Déconstruction du genre, subversion et démocratie représentative, une incompatibilité?

Laurie Pabion est étudiante à la maîtrise en science politique (théorie politique). Ses recherches à la maîtrise consistent à articuler la déconstruction du genre avec une action politique collective.

Samedi 29 mars à 16h00

Résumé:
Que ce soit en réclamant les mêmes droits que les hommes, au titre d’individus, de citoyennes, et/ou de mères, en prônant la complémentarité homme/femme, ou bien en reconnaissant la diversité des femmes et des axes de domination, les luttes politiques et sociales pour l’émancipation des femmes et l’égalité homme/femme ont postulé une catégorie « femme ». Cette catégorie est, soit considérée comme un groupe homogène, soit comme hétérogène, mais il n’en demeure pas moins qu’elle garde un sens parce qu’elle participe de la délimitation du sujet politique « femme », permettant sa participation et sa représentation, aussi bien au niveau politique que social. Le problème de certaines théories féministes dominantes réside dans la tentative de circonscrire le sujet « femme », pour le rendre intelligible, et porter des revendications sur le plan politique. Cela peut avoir comme effet son enfermement dans une catégorie identitaire statique. Formulé de manière simpliste, l’échec réside dans le fait que bien que les femmes soient plus visibles et plus représentées, il n’en demeure pas moins qu’elles continuent à être traitées différemment, parce qu’elles sont des femmes – et donc perçues et comprises avant tout comme telles. Il ne s’agit pas de dire que toutes les femmes sont pénalisées également, que la représentation serait une source directe d’oppression, mais plutôt de mettre en garde lorsque les chiffres d’augmentation de la participation des femmes à la vie publique peuvent masquer certaines réalités invisibles plus qualitatives.

C’est pour cette raison que la démarche de déconstruction de la logique binaire homme/femme, chez Judith Butler, nous apparaît si pertinente pour repenser les rapports de pouvoir de genre et tenter de les déstabiliser.

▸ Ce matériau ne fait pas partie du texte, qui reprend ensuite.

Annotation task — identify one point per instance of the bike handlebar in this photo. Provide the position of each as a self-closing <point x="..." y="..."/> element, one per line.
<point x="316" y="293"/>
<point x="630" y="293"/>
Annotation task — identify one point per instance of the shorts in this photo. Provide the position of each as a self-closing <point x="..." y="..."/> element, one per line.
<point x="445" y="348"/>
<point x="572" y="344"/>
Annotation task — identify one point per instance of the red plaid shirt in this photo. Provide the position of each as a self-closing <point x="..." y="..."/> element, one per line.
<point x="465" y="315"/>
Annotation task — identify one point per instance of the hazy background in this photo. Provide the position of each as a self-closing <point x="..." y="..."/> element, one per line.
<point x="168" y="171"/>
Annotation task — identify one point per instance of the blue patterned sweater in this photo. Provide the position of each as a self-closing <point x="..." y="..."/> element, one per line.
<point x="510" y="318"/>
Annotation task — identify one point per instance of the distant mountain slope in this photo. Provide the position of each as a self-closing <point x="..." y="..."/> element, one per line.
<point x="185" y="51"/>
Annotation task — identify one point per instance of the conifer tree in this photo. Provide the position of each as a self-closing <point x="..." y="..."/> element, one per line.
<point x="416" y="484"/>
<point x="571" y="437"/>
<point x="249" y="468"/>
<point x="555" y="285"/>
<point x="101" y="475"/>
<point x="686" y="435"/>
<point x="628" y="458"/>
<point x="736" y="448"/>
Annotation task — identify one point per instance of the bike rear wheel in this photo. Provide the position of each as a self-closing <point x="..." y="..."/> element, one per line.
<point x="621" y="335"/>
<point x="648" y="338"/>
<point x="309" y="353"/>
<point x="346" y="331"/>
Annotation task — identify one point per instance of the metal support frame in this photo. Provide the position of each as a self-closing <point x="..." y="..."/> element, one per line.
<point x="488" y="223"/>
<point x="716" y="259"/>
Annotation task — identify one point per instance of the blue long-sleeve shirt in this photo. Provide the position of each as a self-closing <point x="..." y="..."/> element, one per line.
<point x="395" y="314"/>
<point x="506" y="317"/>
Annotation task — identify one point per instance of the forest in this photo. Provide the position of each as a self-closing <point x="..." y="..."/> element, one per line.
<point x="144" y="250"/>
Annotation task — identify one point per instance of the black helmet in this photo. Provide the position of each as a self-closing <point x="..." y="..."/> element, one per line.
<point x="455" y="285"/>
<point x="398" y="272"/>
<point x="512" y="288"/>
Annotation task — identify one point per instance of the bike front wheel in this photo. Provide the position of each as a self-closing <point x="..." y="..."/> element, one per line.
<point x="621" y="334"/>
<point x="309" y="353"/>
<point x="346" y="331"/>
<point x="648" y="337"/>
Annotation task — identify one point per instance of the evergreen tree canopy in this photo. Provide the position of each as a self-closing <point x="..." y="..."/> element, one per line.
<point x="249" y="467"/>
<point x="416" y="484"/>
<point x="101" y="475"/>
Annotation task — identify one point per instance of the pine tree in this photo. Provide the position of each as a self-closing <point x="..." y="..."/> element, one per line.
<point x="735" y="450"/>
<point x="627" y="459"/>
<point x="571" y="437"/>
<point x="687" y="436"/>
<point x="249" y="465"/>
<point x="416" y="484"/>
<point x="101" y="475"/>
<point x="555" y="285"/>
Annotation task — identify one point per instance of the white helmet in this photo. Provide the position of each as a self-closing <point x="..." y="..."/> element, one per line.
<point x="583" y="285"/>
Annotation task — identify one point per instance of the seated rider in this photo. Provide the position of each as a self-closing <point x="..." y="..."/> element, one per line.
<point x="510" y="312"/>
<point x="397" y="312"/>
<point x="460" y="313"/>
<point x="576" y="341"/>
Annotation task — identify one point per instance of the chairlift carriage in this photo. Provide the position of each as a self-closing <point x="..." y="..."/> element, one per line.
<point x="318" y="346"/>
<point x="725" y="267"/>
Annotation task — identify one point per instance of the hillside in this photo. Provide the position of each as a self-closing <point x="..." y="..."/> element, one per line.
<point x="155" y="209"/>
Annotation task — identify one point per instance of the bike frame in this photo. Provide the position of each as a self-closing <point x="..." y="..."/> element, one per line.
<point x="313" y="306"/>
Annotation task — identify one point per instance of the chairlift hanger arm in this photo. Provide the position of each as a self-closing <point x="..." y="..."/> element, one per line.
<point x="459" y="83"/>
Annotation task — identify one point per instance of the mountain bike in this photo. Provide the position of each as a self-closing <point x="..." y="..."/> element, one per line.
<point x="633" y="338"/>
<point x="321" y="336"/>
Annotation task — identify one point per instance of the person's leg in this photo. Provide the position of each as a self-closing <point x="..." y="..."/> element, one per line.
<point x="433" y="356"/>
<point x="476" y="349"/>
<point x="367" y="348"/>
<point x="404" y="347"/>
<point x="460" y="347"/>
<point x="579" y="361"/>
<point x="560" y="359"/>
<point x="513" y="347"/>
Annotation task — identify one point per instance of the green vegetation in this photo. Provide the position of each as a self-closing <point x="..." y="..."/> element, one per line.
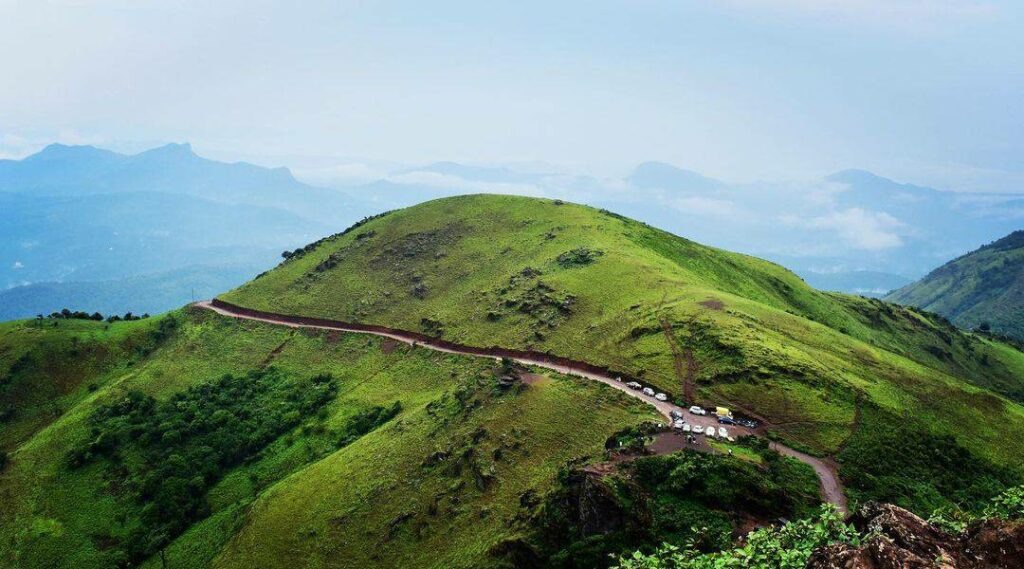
<point x="168" y="454"/>
<point x="193" y="440"/>
<point x="787" y="546"/>
<point x="792" y="544"/>
<point x="838" y="376"/>
<point x="981" y="290"/>
<point x="685" y="499"/>
<point x="276" y="446"/>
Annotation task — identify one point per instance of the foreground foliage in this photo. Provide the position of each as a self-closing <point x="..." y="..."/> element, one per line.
<point x="787" y="546"/>
<point x="685" y="499"/>
<point x="167" y="454"/>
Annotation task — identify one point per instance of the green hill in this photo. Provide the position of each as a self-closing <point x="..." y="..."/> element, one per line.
<point x="983" y="289"/>
<point x="195" y="440"/>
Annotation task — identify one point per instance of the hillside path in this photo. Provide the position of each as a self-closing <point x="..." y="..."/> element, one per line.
<point x="830" y="486"/>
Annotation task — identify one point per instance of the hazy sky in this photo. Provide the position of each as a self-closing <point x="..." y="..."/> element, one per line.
<point x="930" y="91"/>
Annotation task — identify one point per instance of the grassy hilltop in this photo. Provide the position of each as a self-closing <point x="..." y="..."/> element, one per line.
<point x="837" y="375"/>
<point x="350" y="478"/>
<point x="195" y="440"/>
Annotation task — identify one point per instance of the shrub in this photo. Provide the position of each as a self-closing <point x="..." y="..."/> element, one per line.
<point x="579" y="257"/>
<point x="787" y="546"/>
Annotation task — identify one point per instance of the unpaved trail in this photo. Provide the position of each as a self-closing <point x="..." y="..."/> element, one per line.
<point x="832" y="488"/>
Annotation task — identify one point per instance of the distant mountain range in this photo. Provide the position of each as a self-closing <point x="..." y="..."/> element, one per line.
<point x="94" y="229"/>
<point x="75" y="215"/>
<point x="983" y="289"/>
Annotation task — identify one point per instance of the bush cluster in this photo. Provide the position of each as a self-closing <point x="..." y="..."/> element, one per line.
<point x="167" y="454"/>
<point x="68" y="314"/>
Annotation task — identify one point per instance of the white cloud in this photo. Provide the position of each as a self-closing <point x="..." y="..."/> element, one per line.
<point x="705" y="207"/>
<point x="882" y="10"/>
<point x="857" y="227"/>
<point x="444" y="181"/>
<point x="340" y="174"/>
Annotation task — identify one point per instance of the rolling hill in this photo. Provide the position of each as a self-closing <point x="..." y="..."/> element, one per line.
<point x="193" y="439"/>
<point x="983" y="289"/>
<point x="704" y="324"/>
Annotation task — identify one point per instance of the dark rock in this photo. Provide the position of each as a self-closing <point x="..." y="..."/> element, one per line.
<point x="901" y="539"/>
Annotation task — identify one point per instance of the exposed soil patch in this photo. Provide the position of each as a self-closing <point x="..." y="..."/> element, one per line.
<point x="830" y="486"/>
<point x="669" y="442"/>
<point x="529" y="378"/>
<point x="685" y="363"/>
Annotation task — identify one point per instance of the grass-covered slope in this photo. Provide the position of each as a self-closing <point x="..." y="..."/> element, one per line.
<point x="832" y="373"/>
<point x="238" y="444"/>
<point x="983" y="289"/>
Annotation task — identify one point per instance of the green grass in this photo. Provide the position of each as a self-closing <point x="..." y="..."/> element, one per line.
<point x="58" y="517"/>
<point x="980" y="289"/>
<point x="761" y="340"/>
<point x="444" y="481"/>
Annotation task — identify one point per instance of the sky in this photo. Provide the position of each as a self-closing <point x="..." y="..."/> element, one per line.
<point x="929" y="91"/>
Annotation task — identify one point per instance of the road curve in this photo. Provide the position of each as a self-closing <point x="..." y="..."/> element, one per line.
<point x="829" y="485"/>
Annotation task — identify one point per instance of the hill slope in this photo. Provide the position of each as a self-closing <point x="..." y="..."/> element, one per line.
<point x="840" y="376"/>
<point x="984" y="288"/>
<point x="196" y="440"/>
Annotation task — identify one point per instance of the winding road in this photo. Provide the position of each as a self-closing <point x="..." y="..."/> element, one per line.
<point x="830" y="486"/>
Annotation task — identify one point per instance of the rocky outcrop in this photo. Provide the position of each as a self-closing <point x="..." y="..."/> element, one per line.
<point x="899" y="539"/>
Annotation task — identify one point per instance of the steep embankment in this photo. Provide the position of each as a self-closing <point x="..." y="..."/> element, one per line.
<point x="834" y="375"/>
<point x="830" y="486"/>
<point x="983" y="289"/>
<point x="339" y="449"/>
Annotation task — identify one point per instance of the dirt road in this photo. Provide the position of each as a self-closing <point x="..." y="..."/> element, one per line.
<point x="832" y="488"/>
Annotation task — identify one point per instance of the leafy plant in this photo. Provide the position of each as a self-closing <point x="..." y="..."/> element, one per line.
<point x="787" y="546"/>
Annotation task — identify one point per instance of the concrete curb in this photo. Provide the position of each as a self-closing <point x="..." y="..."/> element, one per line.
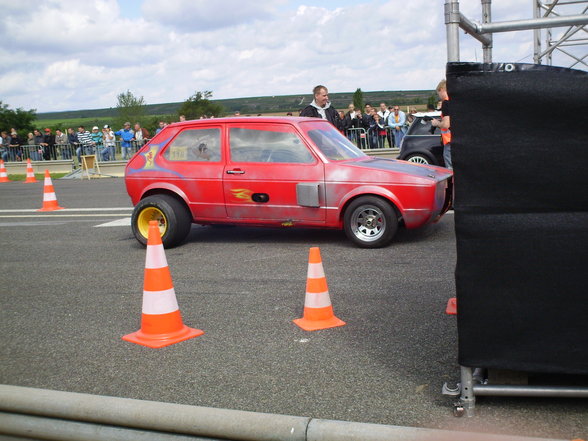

Cette recherche se propose de critiquer, en adoptant la perspective féministe de Butler, 1) la formation du sujet politique « femme » en ce qu’elle constitue une forme d’exclusion, 2) le modèle démocratique représentatif qui se veut le moyen privilégié pour véhiculer des revendications politiques et sociales, tout du moins dans les pays Occidentaux. En conclusion, il est pertinent de questionner la difficulté de mener des actions subversives, qui tentent de mettre à mal les normes établies en dévoilant leur facticité, quand la scène politique représentative rejette ce type d’actions.